It was a bright, sunny morning as we parked at the visitor and watersports centre in Coed y Paen near Pontypool and Usk, just a few miles north of Newport. Our walk was to follow ‘the Reservoir Trail’ which circumnavigates Llandegfedd reservoir. The route is possible because Welsh Water have made two sections of their land permissive paths; the remainder of the trail is public footpaths or roads.
The reservoir was constructed after Cardiff Corporation was granted permission in 1958 and it was completed in 1968, covering 434acres it has a capacity of 5,300million gallons. Only 3% of the water is rainfall the remainder is pumped from the river Usk. Llangedfedd reservoir has been designated a Site of Special Scientific Interest (SSSI) for its importance to over-wintering wildfowl and because of this the reservoir is closed to all activities from 1st November to 1st March each year. Its northern edge has nationally important grasslands which are managed as hay meadows encouraging biodiversity. Flowering plants include several orchids and yellow rattle as well as orange foxtail grass and adders tongue fern.
From the car park we followed the tarmac path down a steep slope to water level, passing 5 red pictures on posts, if you look through the viewing rectangle at the side of the path all these magically line up to produce a single image of a pike. The British record pike (46lb 13oz) was caught here in 1991.
We crossed the dam enjoying the peace and quiet of the water in the morning sunshine (though we had to avoid some cars travelling towards us). At the far end of the dam we turned left and immediately climbed into the shade of woodland, where we spotted our first foxgloves of the season. After about 1km we passed a bird hide on the edge of the lake and then followed an inlet of the reservoir, which is a breeding ground for otters. We were not lucky enough to see any.
At the end of the inlet we turned north passing the entrance to Trostra Farm, their metal signpost drew admiration from all of us and gorgeous purple clematis in full bloom grew nearby. Continuing through woodland the men of the group helpfully held up a large fallen tree so that the rest of us could pass under it (in reality it was set in its location).

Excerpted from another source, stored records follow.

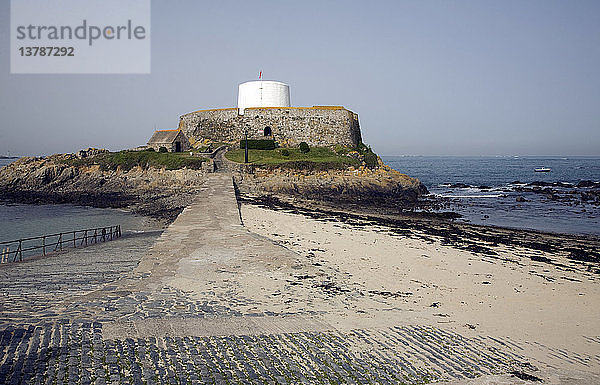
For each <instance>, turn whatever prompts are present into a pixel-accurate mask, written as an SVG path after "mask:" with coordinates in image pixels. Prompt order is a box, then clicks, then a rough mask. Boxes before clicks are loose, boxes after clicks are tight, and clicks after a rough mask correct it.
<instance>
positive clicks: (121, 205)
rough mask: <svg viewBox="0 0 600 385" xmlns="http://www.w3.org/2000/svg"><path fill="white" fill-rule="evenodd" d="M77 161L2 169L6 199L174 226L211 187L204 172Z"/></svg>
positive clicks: (36, 163)
mask: <svg viewBox="0 0 600 385" xmlns="http://www.w3.org/2000/svg"><path fill="white" fill-rule="evenodd" d="M74 157H75V155H71V154H66V155H52V156H48V157H24V158H21V159H19V160H17V161H15V162H13V163H11V164H10V165H8V166H6V167H4V168H2V169H0V199H4V200H8V201H12V202H18V203H29V204H44V203H72V204H78V205H86V206H94V207H113V208H125V207H127V208H129V209H131V210H132V211H133V212H135V213H138V214H141V215H146V216H151V217H153V218H158V219H164V220H167V221H170V220H173V219H174V218H176V217H177V215H179V213H180V212H181V210H183V208H184V207H185V206H187V205H188V204H189V203H190V202H191V201H192V200H193V197H194V194H195V193H196V192H197V191H198V189H200V188H201V186H202V185H203V183H204V182H205V174H204V172H203V171H201V170H188V169H183V170H163V169H154V168H147V169H143V168H141V167H134V168H132V169H131V170H128V171H124V170H121V169H119V168H117V169H116V170H102V169H101V168H100V166H98V165H91V166H73V165H70V164H68V163H67V162H66V161H68V160H69V159H73V158H74Z"/></svg>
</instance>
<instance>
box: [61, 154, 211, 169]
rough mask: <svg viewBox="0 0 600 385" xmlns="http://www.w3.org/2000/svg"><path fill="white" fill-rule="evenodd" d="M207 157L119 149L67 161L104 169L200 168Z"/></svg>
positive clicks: (78, 164) (69, 163) (73, 165)
mask: <svg viewBox="0 0 600 385" xmlns="http://www.w3.org/2000/svg"><path fill="white" fill-rule="evenodd" d="M206 160H207V159H206V158H203V157H199V156H190V155H189V153H168V152H166V153H161V152H154V151H119V152H109V153H103V154H98V155H96V156H93V157H90V158H84V159H69V160H66V161H65V163H67V164H70V165H73V166H83V165H94V164H97V165H100V168H102V169H103V170H115V169H116V168H117V167H119V166H120V167H121V169H123V170H131V169H132V168H133V167H136V166H140V167H142V168H148V167H154V168H163V167H164V168H166V169H167V170H176V169H180V168H183V167H187V168H191V169H199V168H200V167H201V165H202V162H205V161H206Z"/></svg>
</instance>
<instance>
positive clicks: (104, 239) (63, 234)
mask: <svg viewBox="0 0 600 385" xmlns="http://www.w3.org/2000/svg"><path fill="white" fill-rule="evenodd" d="M120 236H121V225H116V226H108V227H97V228H95V229H85V230H75V231H68V232H64V233H56V234H49V235H42V236H39V237H30V238H21V239H17V240H14V241H6V242H0V263H6V262H17V261H22V260H23V258H24V257H23V255H24V254H25V258H29V257H33V256H39V255H42V256H45V255H46V254H48V253H52V252H56V251H60V250H63V249H64V248H70V247H73V248H76V247H78V246H79V247H81V246H87V245H89V244H95V243H98V242H106V241H110V240H113V239H114V238H119V237H120ZM38 250H39V251H41V254H40V253H38V252H36V251H38ZM11 258H12V261H11Z"/></svg>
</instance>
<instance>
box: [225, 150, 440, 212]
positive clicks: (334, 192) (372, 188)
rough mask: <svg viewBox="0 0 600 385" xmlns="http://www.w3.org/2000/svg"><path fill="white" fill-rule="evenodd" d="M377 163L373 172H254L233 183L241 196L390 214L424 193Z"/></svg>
mask: <svg viewBox="0 0 600 385" xmlns="http://www.w3.org/2000/svg"><path fill="white" fill-rule="evenodd" d="M379 162H380V163H379V166H378V167H377V168H375V169H369V168H367V167H364V166H361V167H359V168H349V169H347V170H329V171H307V170H286V169H279V168H276V169H258V170H255V172H254V173H251V174H248V173H238V174H236V176H235V181H236V185H237V187H238V189H239V192H240V193H241V194H242V195H243V196H249V197H253V198H258V199H279V200H290V199H291V200H294V201H307V202H311V201H312V202H322V203H326V204H329V205H339V206H349V205H350V206H351V205H359V206H367V207H372V208H380V209H381V208H384V209H385V210H387V211H389V212H392V213H398V212H403V211H406V210H407V209H412V208H414V207H415V205H416V204H417V201H418V199H419V197H420V196H422V195H424V194H427V193H428V191H427V188H426V187H425V186H424V185H423V184H422V183H421V182H420V181H419V180H418V179H416V178H411V177H409V176H407V175H404V174H402V173H400V172H398V171H396V170H393V169H392V168H390V167H389V166H387V165H384V164H383V163H382V162H381V160H380V161H379Z"/></svg>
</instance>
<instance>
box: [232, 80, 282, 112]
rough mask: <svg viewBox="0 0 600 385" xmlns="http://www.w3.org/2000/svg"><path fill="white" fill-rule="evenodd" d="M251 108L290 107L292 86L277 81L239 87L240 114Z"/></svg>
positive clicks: (241, 85)
mask: <svg viewBox="0 0 600 385" xmlns="http://www.w3.org/2000/svg"><path fill="white" fill-rule="evenodd" d="M250 107H290V86H288V85H287V84H285V83H282V82H278V81H275V80H255V81H251V82H245V83H242V84H240V85H239V87H238V113H239V114H240V115H243V114H244V109H246V108H250Z"/></svg>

Going through Twyn y Cryn woods, we came out at the top of a field. We stopped here for lunch, even though it was only just after noon, as there were good views of the reservoir and surrounding landscape. One sheep in the field showed a little interest in us but the rest continued grazing.
Near Yew tree farm a late Bronze Age hoard (the Glascoed Hoard) was found and is on display at the National Museum of Wales in Cardiff. Soon after we passed another bird hide which is in the area that is closed in the winter. From here we continued south enjoying open views of the lake and spotting a fisherman wading in the water. There were stretches through woodland that were very muddy and slippery underfoot but it was dry in the more open ground. Woodlake Park golf course was on our left and a number of wooden seats were available for anyone wanting to relax.
Despite the warm day, we arrived back at the visitor centre at 1.30pm – one of the earliest finishes for one of our walks, having walked just over 6 miles and climbed 650ft. This was partially down to the good quality of the paths but also the pace set by those in the lead!
We took advantage of the refreshments on offer at the award winning centre. It was named ‘Welsh Building of the Year’ in 2016 by the Royal Society of Architects.
This would be an excellent walk for anyone new to walking who wants to get out into the countryside, throughout the walk there are fingerposts directing you around the reservoir trail. Parking at the centre is free and the facilities very good. The area was bustling with families and people enjoying the many water sports available at the reservoir. Map152 or use walk leaflet no 7 ‘The Reservoir trail’ created by Llanbadoc Community Council.